Il ne suffit pas d'apprendre à répéter des formules qui nous ont fait connaître par cœur, mais il faut être capable d'exprimer même ce qui peut dissoudre de telles formules. Nous pensons, après tout, avec des formules pour pouvoir les dépasser ; on apprend beaucoup par cœur pour pouvoir repousser les limites du langage. Pour ainsi dire, nous voulons pouvoir faire notre propre littérature et, en maîtrisant les signes, pouvoir faire de la poésie ensemble. C'est peut-être beaucoup, mais c'est loin de tout. Après tout, faire de la politique, c'est l'art de ne jamais se satisfaire de l'abîme.
Enfin, nous concluons. Dans notre discours, nous ne retiendrons que les tâches qui sont celles de l'éducation en tant qu'associées à des projets radicaux de citoyenneté, à savoir créer les conditions d'une organisation de l'expérience par des expériences langagières qui ne prédéterminent ni ne consolident des relations d'exclusion ou de domination. La tâche de l'enseignement, qui est surtout celle de l'université publique, est en définitive de fournir à chaque sujet les conditions du plein exercice de sa subjectivité, et de garantir la primauté de la parole, du symbole, du geste significatif, sur toutes les formes de pouvoir, de sorte que notre communication, étant sans entrave, exprime une société dans laquelle nous sommes économiquement égaux et nous rencontrons de manière démocratique, réalisant collectivement la prédiction une fois énoncée par Herder : « Plus quelqu'un descend en lui-même, dans la construction et l'origine de ses anciennes pensées, plus il se couvrira les yeux et les pieds et dira : Je suis ce que je suis devenu.[Iv]
*João Carlos Salles Professeur de philosophie à l'UFBA. Auteur, entre autres livres, de Ernst Cassirer et le nazisme (éd. noir).
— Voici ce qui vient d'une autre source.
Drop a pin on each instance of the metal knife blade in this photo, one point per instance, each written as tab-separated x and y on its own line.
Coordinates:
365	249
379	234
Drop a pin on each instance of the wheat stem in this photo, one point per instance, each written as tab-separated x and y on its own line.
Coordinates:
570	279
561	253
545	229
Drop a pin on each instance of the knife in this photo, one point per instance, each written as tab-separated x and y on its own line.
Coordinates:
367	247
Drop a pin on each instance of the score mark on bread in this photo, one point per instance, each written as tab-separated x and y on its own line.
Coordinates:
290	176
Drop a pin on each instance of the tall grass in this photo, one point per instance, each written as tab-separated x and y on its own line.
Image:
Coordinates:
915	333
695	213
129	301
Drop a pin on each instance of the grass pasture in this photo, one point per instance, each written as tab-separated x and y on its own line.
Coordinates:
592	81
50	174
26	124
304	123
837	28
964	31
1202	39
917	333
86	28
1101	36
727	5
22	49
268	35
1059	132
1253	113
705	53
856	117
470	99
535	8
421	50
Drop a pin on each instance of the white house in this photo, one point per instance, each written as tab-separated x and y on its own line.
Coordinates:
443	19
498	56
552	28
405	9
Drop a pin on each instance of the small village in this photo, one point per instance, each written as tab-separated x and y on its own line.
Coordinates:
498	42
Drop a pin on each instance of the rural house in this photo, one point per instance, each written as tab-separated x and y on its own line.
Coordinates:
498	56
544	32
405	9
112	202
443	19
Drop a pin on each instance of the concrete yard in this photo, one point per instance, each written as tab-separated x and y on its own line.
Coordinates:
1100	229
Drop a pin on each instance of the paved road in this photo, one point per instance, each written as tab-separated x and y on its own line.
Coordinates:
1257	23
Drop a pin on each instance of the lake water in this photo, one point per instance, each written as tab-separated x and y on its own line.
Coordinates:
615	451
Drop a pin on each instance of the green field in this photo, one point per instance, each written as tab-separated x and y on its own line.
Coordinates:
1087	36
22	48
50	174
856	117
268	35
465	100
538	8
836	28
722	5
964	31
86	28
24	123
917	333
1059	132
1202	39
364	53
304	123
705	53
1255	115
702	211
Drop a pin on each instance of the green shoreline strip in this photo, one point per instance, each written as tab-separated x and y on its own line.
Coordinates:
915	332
Classe inaugurale du premier semestre 2023 à l'Université Fédérale de Pampa.[V]
notes
[I] Les notions depréoccupation compatissante"Et"respect robuste» sont utilisés dans un sens plus spécifique par Michele Moody-Adams, dans Faire de la place à la justice, New York : Columbia University Press, 2022, p. 4.
[Ii] BUBER, M., Moi et toi, São Paulo : Centauro, 2001, p. 100.
[Iii] LISPECTOR, Clarisse, Proche du coeur sauvage, Rio de Janeiro : Nova Fronteira, 1980, p. 50.
[Iv] HERDER, JG, "De la connaissance et du sentiment de l'âme humaine", apud HONNETH, A., Le droit à la liberté, São Paulo : Martins Fontes, 2015, p. 66-67.
[V] Je suis reconnaissant de l'honorable invitation de mon ami et recteur de l'UNIPAMPA, Roberlaine Ribeiro Jorge, qui a combattu avec nous dans le bon combat pour la défense des meilleures valeurs de l'université publique.
Le site A Terra é Redonda existe grâce à nos lecteurs et sympathisants.
Aidez-nous à faire perdurer cette idée.